Jason Xing Feb. 4, 2025, 6:30 p.m. UTC
Introduce the callback to correlate tcp_sendmsg timestamp with other
points, like SND/SW/ACK. let bpf prog trace the beginning of
tcp_sendmsg_locked() and then store the sendmsg timestamp at
the bpf_sk_storage, so that in tcp_tx_timestamp() we can correlate
the timestamp with tskey which can be found in other sending points.

More details can be found in the selftest:
The selftest uses the bpf_sk_storage to store the sendmsg timestamp at
fentry/tcp_sendmsg_locked and retrieves it back at tcp_tx_timestamp
(i.e. BPF_SOCK_OPS_TS_SND_CB added in this patch).

Signed-off-by: Jason Xing <kerneljasonxing@gmail.com>
---
 include/uapi/linux/bpf.h       | 7 +++++++
 net/ipv4/tcp.c                 | 1 +
 tools/include/uapi/linux/bpf.h | 7 +++++++
 3 files changed, 15 insertions(+)

Comments

Jason Xing Feb. 5, 2025, 5:28 a.m. UTC | #1
On Wed, Feb 5, 2025 at 2:31 AM Jason Xing <kerneljasonxing@gmail.com> wrote:
>
> Introduce the callback to correlate tcp_sendmsg timestamp with other
> points, like SND/SW/ACK. let bpf prog trace the beginning of
> tcp_sendmsg_locked() and then store the sendmsg timestamp at
> the bpf_sk_storage, so that in tcp_tx_timestamp() we can correlate
> the timestamp with tskey which can be found in other sending points.
>
> More details can be found in the selftest:
> The selftest uses the bpf_sk_storage to store the sendmsg timestamp at
> fentry/tcp_sendmsg_locked and retrieves it back at tcp_tx_timestamp
> (i.e. BPF_SOCK_OPS_TS_SND_CB added in this patch).
>
> Signed-off-by: Jason Xing <kerneljasonxing@gmail.com>
> ---
>  include/uapi/linux/bpf.h       | 7 +++++++
>  net/ipv4/tcp.c                 | 1 +
>  tools/include/uapi/linux/bpf.h | 7 +++++++
>  3 files changed, 15 insertions(+)
>
> diff --git a/include/uapi/linux/bpf.h b/include/uapi/linux/bpf.h
> index 800122a8abe5..accb3b314fff 100644
> --- a/include/uapi/linux/bpf.h
> +++ b/include/uapi/linux/bpf.h
> @@ -7052,6 +7052,13 @@ enum {
>                                          * when SK_BPF_CB_TX_TIMESTAMPING
>                                          * feature is on.
>                                          */
> +       BPF_SOCK_OPS_TS_SND_CB,         /* Called when every sendmsg syscall
> +                                        * is triggered.
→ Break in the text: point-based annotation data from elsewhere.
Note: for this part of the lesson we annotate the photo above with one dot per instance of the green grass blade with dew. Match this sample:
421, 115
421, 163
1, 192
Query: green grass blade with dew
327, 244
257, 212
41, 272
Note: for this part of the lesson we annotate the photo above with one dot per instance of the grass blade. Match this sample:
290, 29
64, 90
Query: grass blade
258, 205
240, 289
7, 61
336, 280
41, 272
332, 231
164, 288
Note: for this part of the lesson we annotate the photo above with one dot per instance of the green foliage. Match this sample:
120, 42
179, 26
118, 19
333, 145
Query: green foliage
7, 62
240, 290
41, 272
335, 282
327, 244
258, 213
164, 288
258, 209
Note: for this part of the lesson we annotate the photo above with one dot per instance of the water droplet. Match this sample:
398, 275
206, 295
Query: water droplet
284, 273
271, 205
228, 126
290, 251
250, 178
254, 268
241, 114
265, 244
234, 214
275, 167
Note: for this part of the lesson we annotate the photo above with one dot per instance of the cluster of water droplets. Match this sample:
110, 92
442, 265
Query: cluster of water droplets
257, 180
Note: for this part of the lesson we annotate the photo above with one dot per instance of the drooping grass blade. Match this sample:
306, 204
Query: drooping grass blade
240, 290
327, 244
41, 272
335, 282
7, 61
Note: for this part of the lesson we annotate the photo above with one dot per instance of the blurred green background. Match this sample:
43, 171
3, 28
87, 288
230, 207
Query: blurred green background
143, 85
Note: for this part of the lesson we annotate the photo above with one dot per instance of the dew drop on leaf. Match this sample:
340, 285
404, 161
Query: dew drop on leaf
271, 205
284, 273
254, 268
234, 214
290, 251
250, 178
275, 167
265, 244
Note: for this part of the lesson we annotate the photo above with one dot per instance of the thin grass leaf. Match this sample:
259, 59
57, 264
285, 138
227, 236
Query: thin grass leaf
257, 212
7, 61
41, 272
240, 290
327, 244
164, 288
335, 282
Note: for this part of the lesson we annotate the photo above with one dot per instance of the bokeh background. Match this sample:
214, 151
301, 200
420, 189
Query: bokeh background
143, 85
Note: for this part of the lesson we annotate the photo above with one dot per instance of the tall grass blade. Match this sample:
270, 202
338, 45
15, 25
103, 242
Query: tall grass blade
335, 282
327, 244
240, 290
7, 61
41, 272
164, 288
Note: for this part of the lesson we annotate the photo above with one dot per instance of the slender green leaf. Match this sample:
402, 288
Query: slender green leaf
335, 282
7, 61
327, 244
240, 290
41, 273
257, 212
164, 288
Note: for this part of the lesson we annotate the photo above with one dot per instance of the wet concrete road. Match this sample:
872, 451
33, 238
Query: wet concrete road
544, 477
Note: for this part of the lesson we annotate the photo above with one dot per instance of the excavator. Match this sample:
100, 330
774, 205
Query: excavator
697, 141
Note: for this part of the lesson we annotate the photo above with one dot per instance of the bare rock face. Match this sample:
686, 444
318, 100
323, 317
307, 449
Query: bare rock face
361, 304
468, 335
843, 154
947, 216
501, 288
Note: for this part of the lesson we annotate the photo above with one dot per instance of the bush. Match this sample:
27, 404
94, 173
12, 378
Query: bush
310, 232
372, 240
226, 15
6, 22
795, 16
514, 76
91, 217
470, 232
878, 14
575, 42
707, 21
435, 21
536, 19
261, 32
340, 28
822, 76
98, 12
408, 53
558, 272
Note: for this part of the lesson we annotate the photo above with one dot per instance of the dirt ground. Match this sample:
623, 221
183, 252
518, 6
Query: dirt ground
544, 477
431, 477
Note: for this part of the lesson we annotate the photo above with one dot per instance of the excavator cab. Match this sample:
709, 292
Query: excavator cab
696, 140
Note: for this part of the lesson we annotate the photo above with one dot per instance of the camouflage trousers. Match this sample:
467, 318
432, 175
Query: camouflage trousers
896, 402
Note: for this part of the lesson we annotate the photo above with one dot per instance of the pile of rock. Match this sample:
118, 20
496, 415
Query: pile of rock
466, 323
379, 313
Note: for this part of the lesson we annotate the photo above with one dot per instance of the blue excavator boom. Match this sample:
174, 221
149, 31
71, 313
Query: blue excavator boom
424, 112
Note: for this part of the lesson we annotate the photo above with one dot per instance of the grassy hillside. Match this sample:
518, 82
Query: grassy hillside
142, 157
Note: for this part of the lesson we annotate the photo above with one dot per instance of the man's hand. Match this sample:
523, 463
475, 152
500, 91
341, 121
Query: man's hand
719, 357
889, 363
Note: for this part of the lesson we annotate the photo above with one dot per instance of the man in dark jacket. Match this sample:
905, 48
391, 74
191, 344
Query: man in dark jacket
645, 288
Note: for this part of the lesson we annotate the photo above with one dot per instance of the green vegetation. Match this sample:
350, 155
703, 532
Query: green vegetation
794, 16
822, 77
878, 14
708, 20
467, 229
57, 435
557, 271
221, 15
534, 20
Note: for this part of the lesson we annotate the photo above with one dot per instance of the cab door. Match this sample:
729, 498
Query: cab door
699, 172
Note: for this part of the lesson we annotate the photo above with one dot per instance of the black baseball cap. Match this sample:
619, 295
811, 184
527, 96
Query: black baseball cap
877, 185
For TCP, it stays
> +                                        * in the last send process to
> +                                        * correlate with tcp_sendmsg timestamp
> +                                        * with other timestamping callbacks,
> +                                        * like SND/SW/ACK.
> +                                        */
>  };

In case the use of the new flag is buried in many threads, I decide to
rephrase here to manifest how UDP would use it:
1. introduce a field ts_opt_id_bpf which works like ts_opt_id[1] to allow
the bpf program to fully take control of the management of tskey.
2. use fentry hook udp_sendmsg(), and introduce a callback function
like BPF_SOCK_OPS_TIMEOUT_INIT in kernel to initialize the
ts_opt_id_bpf with tskey that bpf prog generates. We can directly use
BPF_SOCK_OPS_TS_SND_CB.
3. modify the SCM_TS_OPT_ID logic to support bpf extension so that the
newly added field ts_opt_id_bpf can be passed to the
skb_shinfo(skb)->tskey in __ip_append_data().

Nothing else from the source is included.